Jesus is often quoted in LDS sermons, "And ye shall know the truth, and the truth shall make you free" (John 8:32). Early Mormon apostle Orson Pratt preached that "All beings having intelligence must have their agency. Laws must be given, suited and adapted to this agency; and when God sends inhabitants on various creations he [p.xiv] sends them on the great and grand principle of giving them an opportunity to exercise that agency (Essential Orson Pratt [1991], 374). Brigham Young agreed that freedom is "a law of [human] existence, and the Lord cannot violate his own law; were he to do that he would cease to be God … this is a law which has existed from all eternity, and will continue to exist throughout all the eternities to come. Every intelligent being must have the power of choice" (Journal of Discourses 11:272). Latter-day Saint president Joseph F. Smith wrote, "The Almighty raised up [this nation]… to the end that those who are kept in bondage and serfdom may be brought to the enjoyment of the fullest freedom and liberty of conscience possible for intelligent man to exercise in the earth" (Gospel Doctrine [1939], 409).

Some Mormons believe that political and religious liberty is critically important for the church today. Current LDS apostle Dallin Oaks has explained:

The Church of Jesus Christ of Latter-day Saints does not attempt to isolate its members from alternate voices. Its approach, as counseled by the prophet Joseph Smith, is to teach correct principles and then leave its members to govern themselves by personal choices. Members of the church are free to participate or to listen to any alternate voices they choose, but church leaders should avoid official involvement directly or indirectly (Ensign, May 1989, 28).

Similarly, the current senior apostle of the LDS Quorum of the Twelve, Howard W. Hunter, reflected: "To fully understand this gift of agency and its inestimable worth, it is imperative that we understand that God's chief way of acting is by persuasion and patience and long-suffering, not by coercion and stark confrontation" (Ensign, Nov. 1989, 18).

Elder Loren C. Dunn of the LDS First Council of the Seventy endorsed freedom of conscience with these words: "No one will force us to do what is right. We should be 'in tune' with the spirit, that is, listen to our conscience, and then 'discipline ourselves'" (This I Know [1985], 6-7). Apostle Boyd K. Packer was asked by the wife of a U.S. Army general how Mormons are able to control their youth. He responded, "We develop control by teaching freedom… A four-star general is nothing if not a disciplinarian. But when one understands [p.xv] the Gospel, it becomes very clear that the best control is self control" (Ensign, May 1983).

The mutual heritage of freedom of conscience among Mormons and humanists provides common ground for dialogue. Although each group might not agree entirely on the meaning of religious and intellectual expression, they both understand and recognize the importance of freedom.

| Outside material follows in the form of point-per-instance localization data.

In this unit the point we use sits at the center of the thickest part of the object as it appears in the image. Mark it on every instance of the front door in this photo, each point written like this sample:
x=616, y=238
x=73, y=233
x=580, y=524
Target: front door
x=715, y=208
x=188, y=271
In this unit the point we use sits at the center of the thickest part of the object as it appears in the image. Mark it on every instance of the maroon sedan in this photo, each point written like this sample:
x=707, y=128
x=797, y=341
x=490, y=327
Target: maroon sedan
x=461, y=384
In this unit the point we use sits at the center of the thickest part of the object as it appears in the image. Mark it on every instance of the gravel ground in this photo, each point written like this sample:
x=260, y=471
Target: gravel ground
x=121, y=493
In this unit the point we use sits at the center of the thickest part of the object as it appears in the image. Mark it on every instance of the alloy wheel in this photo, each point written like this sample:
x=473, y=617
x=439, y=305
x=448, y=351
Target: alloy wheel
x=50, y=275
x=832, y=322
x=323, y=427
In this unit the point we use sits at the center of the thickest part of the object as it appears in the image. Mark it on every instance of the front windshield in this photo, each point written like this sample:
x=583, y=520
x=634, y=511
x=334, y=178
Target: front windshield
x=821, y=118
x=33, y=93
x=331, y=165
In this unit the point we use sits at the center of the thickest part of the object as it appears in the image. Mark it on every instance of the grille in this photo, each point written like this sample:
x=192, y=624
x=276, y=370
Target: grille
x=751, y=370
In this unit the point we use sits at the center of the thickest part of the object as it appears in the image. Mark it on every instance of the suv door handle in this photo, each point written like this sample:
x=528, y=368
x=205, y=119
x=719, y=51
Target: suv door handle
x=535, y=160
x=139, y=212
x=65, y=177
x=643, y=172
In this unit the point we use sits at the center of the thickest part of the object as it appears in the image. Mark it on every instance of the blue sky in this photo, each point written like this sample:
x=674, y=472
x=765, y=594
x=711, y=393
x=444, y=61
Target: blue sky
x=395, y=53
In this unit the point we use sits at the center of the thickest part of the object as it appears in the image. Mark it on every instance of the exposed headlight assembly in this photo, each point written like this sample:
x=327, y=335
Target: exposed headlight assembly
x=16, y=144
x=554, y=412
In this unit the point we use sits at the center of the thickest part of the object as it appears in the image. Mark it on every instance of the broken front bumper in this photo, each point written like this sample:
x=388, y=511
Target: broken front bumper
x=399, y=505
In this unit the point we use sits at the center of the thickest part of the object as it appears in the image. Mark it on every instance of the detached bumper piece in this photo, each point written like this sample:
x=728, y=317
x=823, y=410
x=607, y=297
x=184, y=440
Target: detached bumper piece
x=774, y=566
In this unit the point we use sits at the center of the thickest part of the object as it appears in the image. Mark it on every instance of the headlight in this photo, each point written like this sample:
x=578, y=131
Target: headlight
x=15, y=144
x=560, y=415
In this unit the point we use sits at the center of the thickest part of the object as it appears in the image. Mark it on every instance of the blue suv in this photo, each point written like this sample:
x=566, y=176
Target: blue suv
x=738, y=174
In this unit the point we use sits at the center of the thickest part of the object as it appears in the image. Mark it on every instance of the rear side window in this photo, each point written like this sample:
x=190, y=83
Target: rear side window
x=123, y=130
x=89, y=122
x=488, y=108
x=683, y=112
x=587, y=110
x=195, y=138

The present conflict in the Mormon community regarding academics and feminists is addressed in the essays contained in this volume. BYU faculty have been forbidden from participating in unapproved symposia and conferences. In 1992 Phi Beta Kappa for the third time in fifteen years denied permission to establish a chapter at BYU because its mission statement, which forbids academic work that contradicts fundamental church doctrines, is "problematic for an institution of higher learning where free inquiry should prevail" (Salt Lake Tribune, May 20, 1992). The 1995 accreditation process for BYU begins this year with self-evaluation by BYU administrators, and must be pursued with courage and integrity.

We hope that the Mormon community will recall its heritage as religious humanists, a heritage of freedom of conscience and expression that requires the community to find a way to listen to thoughtful dissenters and discuss differences with mutual respect. At the same time, secular humanists, with their tradition of tolerance and open-mindedness, will find that they have much in common and much to admire in the passion, honesty, and intellectual integrity of Mormons, as well as of people of other faiths who earnestly try to harmonize their religious and intellectual traditions.